The process of predicting inputs from outputs is called Inverse Modeling. In this context your learned function (e.g. classifier/regression model), which maps inputs to outputs, is known as a forward model, and evaluating this function is the forward problem.
Typically the forward model may be deterministic, but is a many-to-one mapping, so that the inverse problem has no unique solution. Even if the forward function is one-to-one, inversion is commonly ill posed problem, as the solution is highly sensitive to perturbations in the (output) data, such as measurement errors.

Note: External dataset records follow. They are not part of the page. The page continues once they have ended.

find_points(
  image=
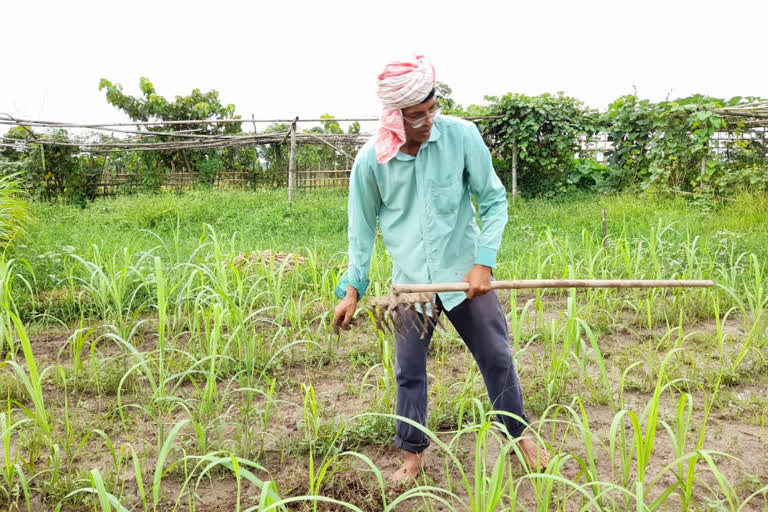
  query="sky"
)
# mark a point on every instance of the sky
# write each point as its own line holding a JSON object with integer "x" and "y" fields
{"x": 308, "y": 58}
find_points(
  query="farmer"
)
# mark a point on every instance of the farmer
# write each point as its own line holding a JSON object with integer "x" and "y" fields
{"x": 416, "y": 176}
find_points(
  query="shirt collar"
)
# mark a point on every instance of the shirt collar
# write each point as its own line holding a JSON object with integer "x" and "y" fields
{"x": 434, "y": 135}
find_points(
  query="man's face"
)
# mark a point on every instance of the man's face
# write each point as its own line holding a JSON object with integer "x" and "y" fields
{"x": 417, "y": 113}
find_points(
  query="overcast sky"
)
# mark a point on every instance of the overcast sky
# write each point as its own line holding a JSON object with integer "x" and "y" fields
{"x": 307, "y": 58}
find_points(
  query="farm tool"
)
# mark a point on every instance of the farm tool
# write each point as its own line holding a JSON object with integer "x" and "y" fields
{"x": 388, "y": 310}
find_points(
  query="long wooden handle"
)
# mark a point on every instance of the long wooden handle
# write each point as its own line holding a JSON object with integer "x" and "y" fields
{"x": 555, "y": 283}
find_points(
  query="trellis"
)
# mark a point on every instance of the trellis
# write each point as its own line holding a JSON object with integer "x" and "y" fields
{"x": 186, "y": 139}
{"x": 751, "y": 120}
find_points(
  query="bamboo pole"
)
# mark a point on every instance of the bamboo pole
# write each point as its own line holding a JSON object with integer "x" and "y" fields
{"x": 605, "y": 232}
{"x": 514, "y": 168}
{"x": 555, "y": 283}
{"x": 292, "y": 160}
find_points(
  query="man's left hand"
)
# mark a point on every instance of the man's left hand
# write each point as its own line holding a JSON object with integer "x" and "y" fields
{"x": 479, "y": 279}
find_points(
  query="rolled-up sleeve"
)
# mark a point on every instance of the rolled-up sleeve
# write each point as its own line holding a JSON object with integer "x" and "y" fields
{"x": 490, "y": 194}
{"x": 363, "y": 209}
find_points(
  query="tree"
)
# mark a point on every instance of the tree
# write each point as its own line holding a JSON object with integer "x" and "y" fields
{"x": 198, "y": 105}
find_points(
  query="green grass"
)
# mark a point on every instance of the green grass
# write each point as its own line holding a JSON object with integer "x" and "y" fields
{"x": 205, "y": 374}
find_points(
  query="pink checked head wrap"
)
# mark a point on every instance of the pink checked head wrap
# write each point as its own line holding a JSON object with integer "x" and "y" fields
{"x": 400, "y": 85}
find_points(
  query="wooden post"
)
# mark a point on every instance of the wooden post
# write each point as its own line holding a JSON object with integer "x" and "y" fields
{"x": 514, "y": 168}
{"x": 292, "y": 160}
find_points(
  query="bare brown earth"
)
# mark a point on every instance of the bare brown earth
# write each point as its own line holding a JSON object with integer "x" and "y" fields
{"x": 737, "y": 425}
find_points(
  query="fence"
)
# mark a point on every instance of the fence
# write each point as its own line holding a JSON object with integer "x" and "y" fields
{"x": 296, "y": 171}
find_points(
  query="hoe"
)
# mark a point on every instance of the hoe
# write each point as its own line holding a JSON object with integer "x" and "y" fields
{"x": 388, "y": 310}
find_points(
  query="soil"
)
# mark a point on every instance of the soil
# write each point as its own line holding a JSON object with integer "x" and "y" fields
{"x": 736, "y": 425}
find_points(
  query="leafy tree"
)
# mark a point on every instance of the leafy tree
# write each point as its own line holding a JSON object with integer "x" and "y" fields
{"x": 14, "y": 212}
{"x": 198, "y": 105}
{"x": 545, "y": 132}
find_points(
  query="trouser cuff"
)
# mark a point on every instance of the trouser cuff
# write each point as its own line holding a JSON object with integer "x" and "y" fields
{"x": 410, "y": 447}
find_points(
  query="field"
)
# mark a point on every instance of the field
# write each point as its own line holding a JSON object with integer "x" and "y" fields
{"x": 174, "y": 353}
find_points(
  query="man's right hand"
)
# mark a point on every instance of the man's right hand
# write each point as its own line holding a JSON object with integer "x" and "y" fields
{"x": 343, "y": 315}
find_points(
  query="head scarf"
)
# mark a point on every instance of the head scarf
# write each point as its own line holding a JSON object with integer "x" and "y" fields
{"x": 401, "y": 85}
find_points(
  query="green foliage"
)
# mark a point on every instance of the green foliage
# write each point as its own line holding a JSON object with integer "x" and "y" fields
{"x": 545, "y": 130}
{"x": 198, "y": 105}
{"x": 14, "y": 211}
{"x": 663, "y": 145}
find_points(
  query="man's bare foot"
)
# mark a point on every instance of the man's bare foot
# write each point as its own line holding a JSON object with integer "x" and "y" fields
{"x": 537, "y": 459}
{"x": 413, "y": 463}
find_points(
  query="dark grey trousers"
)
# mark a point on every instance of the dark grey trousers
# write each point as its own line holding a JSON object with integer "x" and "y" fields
{"x": 482, "y": 325}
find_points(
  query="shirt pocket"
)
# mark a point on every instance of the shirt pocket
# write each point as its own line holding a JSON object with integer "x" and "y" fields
{"x": 446, "y": 196}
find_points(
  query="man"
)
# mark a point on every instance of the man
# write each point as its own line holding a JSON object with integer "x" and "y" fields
{"x": 416, "y": 176}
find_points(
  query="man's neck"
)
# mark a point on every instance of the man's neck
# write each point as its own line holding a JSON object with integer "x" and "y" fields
{"x": 411, "y": 148}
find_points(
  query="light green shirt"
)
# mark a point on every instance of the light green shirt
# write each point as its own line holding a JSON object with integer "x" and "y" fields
{"x": 423, "y": 205}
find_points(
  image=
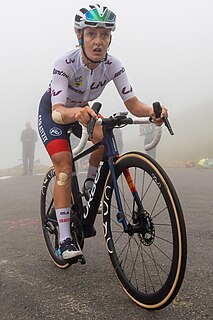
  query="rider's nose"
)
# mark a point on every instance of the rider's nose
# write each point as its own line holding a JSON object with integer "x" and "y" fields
{"x": 98, "y": 40}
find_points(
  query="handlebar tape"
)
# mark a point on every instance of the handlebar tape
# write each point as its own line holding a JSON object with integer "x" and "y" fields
{"x": 90, "y": 126}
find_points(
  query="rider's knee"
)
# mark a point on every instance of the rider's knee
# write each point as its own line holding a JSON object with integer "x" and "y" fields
{"x": 97, "y": 134}
{"x": 63, "y": 176}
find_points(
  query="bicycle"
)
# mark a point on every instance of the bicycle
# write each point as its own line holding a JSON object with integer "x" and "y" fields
{"x": 143, "y": 222}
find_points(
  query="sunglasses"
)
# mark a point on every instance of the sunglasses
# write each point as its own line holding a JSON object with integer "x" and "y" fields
{"x": 93, "y": 16}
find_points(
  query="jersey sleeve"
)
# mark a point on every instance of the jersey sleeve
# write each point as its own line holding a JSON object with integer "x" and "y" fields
{"x": 59, "y": 83}
{"x": 121, "y": 81}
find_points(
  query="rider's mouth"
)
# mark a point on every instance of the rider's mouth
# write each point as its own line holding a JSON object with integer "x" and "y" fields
{"x": 98, "y": 50}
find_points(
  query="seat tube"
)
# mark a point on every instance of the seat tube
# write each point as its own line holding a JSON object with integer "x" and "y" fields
{"x": 120, "y": 213}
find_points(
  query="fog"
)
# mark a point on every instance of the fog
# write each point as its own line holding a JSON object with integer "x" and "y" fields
{"x": 166, "y": 47}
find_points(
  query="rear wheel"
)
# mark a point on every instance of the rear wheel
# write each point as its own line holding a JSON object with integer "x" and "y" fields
{"x": 150, "y": 257}
{"x": 49, "y": 222}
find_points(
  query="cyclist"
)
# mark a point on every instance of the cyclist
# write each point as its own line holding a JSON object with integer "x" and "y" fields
{"x": 80, "y": 76}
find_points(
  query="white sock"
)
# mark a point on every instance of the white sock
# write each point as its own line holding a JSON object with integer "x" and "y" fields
{"x": 90, "y": 175}
{"x": 63, "y": 218}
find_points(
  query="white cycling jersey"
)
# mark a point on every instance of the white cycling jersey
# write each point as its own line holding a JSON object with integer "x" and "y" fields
{"x": 74, "y": 84}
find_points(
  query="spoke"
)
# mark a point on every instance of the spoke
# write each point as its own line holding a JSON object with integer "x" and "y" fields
{"x": 164, "y": 239}
{"x": 160, "y": 212}
{"x": 157, "y": 247}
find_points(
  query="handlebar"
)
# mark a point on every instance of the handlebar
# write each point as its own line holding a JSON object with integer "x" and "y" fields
{"x": 120, "y": 119}
{"x": 112, "y": 121}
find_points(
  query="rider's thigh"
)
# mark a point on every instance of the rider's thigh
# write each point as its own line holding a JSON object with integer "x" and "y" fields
{"x": 62, "y": 162}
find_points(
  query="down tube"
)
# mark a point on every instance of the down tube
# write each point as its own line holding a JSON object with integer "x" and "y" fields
{"x": 95, "y": 197}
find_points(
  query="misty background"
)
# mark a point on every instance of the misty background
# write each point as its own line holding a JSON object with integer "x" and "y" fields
{"x": 166, "y": 47}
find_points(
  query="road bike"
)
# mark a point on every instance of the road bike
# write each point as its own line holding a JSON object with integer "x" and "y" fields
{"x": 143, "y": 222}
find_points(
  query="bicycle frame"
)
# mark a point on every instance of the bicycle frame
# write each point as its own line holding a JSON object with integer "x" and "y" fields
{"x": 107, "y": 165}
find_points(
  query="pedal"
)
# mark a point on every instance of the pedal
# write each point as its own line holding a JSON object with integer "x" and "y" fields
{"x": 82, "y": 260}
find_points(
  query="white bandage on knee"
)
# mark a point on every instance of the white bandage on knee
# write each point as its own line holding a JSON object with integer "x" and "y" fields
{"x": 57, "y": 117}
{"x": 62, "y": 179}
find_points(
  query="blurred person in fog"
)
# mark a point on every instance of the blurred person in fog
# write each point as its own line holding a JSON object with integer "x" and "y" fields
{"x": 28, "y": 138}
{"x": 148, "y": 131}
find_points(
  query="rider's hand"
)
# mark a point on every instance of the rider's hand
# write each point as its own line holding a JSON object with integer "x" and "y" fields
{"x": 159, "y": 121}
{"x": 83, "y": 115}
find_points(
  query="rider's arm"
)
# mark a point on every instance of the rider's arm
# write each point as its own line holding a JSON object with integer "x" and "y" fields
{"x": 63, "y": 115}
{"x": 141, "y": 109}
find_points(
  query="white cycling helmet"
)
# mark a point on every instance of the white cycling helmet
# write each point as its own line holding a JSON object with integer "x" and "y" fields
{"x": 95, "y": 16}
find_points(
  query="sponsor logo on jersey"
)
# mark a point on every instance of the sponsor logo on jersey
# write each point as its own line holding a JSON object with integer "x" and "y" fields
{"x": 68, "y": 61}
{"x": 76, "y": 90}
{"x": 100, "y": 84}
{"x": 78, "y": 82}
{"x": 119, "y": 72}
{"x": 108, "y": 62}
{"x": 55, "y": 132}
{"x": 41, "y": 129}
{"x": 125, "y": 91}
{"x": 54, "y": 93}
{"x": 60, "y": 73}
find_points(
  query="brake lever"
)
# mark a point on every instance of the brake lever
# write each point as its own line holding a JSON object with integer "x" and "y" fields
{"x": 90, "y": 126}
{"x": 157, "y": 110}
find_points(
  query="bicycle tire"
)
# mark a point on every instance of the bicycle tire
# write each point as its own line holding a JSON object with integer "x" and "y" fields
{"x": 150, "y": 266}
{"x": 49, "y": 222}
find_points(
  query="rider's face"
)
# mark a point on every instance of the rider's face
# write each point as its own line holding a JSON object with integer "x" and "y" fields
{"x": 96, "y": 42}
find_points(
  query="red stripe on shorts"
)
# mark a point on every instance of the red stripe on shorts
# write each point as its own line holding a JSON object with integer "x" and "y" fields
{"x": 56, "y": 146}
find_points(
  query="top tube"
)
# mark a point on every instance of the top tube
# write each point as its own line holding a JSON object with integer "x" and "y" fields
{"x": 117, "y": 120}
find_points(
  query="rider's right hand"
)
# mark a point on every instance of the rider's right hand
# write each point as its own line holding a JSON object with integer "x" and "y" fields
{"x": 83, "y": 115}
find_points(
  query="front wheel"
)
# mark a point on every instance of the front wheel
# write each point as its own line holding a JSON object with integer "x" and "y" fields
{"x": 149, "y": 257}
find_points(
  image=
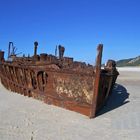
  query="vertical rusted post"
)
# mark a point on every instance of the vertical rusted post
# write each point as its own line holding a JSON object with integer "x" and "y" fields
{"x": 35, "y": 48}
{"x": 97, "y": 81}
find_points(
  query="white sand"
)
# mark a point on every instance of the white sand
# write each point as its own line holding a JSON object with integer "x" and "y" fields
{"x": 23, "y": 118}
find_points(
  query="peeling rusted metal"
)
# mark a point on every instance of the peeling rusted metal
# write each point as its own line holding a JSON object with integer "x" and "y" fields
{"x": 60, "y": 81}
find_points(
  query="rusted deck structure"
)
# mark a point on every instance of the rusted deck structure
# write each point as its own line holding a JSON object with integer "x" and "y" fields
{"x": 59, "y": 80}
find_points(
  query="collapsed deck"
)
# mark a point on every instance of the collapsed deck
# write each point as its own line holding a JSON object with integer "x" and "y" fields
{"x": 60, "y": 80}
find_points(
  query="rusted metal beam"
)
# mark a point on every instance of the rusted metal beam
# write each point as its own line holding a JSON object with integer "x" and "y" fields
{"x": 97, "y": 80}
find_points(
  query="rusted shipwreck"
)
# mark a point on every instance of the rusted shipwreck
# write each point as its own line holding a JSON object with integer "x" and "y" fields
{"x": 59, "y": 80}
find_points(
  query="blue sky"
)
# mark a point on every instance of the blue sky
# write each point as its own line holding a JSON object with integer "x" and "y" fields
{"x": 79, "y": 25}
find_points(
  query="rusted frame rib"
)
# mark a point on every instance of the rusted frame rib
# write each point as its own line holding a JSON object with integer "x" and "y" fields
{"x": 97, "y": 81}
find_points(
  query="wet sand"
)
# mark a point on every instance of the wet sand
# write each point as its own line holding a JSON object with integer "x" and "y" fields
{"x": 23, "y": 118}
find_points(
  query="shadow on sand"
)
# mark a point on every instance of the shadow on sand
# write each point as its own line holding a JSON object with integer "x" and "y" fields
{"x": 118, "y": 98}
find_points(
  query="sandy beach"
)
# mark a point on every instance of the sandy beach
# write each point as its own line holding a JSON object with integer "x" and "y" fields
{"x": 23, "y": 118}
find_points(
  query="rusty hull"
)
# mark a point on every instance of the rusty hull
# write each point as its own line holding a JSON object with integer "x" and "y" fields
{"x": 60, "y": 80}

Common classical (pre-Machine Learning) examples of inverse problems include tomography and deconvolution. Typically solutions to these classical inverse problems use some form of regularization (Bayesian prior) to obtain a unique solution (this commonly corresponds to some MAP estimate). In other cases, stochastic inversion may attempt to more fully characterize the set of possible solutions (commonly expressed as a Bayesian posterior distribution).
Note that while "inverse modeling" is a general concept, this terminology is perhaps more common in fields such as geophysics, scientific computing, and signal processing. A particular sub-problem quite popular in machine learning recently is representation learning (for example autoencoders). Though this certainly involves learning inverse mappings, the language of inverse modeling may be less likely to be used*.
Finally, it is worth noting that the inverse problem of data assimilation spans from "classical" to "modern", and the associated algorithms underpin much of modern technology.
(*The main exception being the term regularization, which is essentially ubiquitous.)
EDIT: The OP asks "How does this relate to generative vs discriminative models?", so I will attempt to provide some context. (Here I focus on the inverse modeling/data assimilation approaches familiar to me, which may not be fully general.)
In machine learning the typical setup is a data set $(x,y)$, where $x$ is a set of predictor variables, and $y$ is a set of variables to be predicted. Then a model for the joint distribution $p(x,y)$ is generative, whereas a model for the conditional distribution $p(y|x)$ is discriminative.
Now consider a deterministic forward model $f[x]$, and a data set $y=f[x]+\epsilon$, where $\epsilon$ is measurement noise. Then in forward mode, a discriminative model would be $p(y|x)=p_{\epsilon}(y-f[x])$. As noted above, $f[x]$ is typically a many-to-one mapping, so even without measurement noise $\epsilon$ there is no unique answer to the inverse problem $x=g[y]$ (and $\epsilon$ just makes the non-uniqueness worse).
So practical solution to the inverse problem requires some additional constraint, i.e. prior information on $x$ (a.k.a. regularization). In Bayesian terms, inversion typically incorporates a prior $p[x]$, i.e.
$$p[x|y]=\frac{p[y|x]p[x]}{p[y]}$$
The numerator is the joint distribution $p[x,y]=p[y|x]p[x]$, while for a given data set the denominator $p[y]$ is fixed, hence this is essentially a generative model.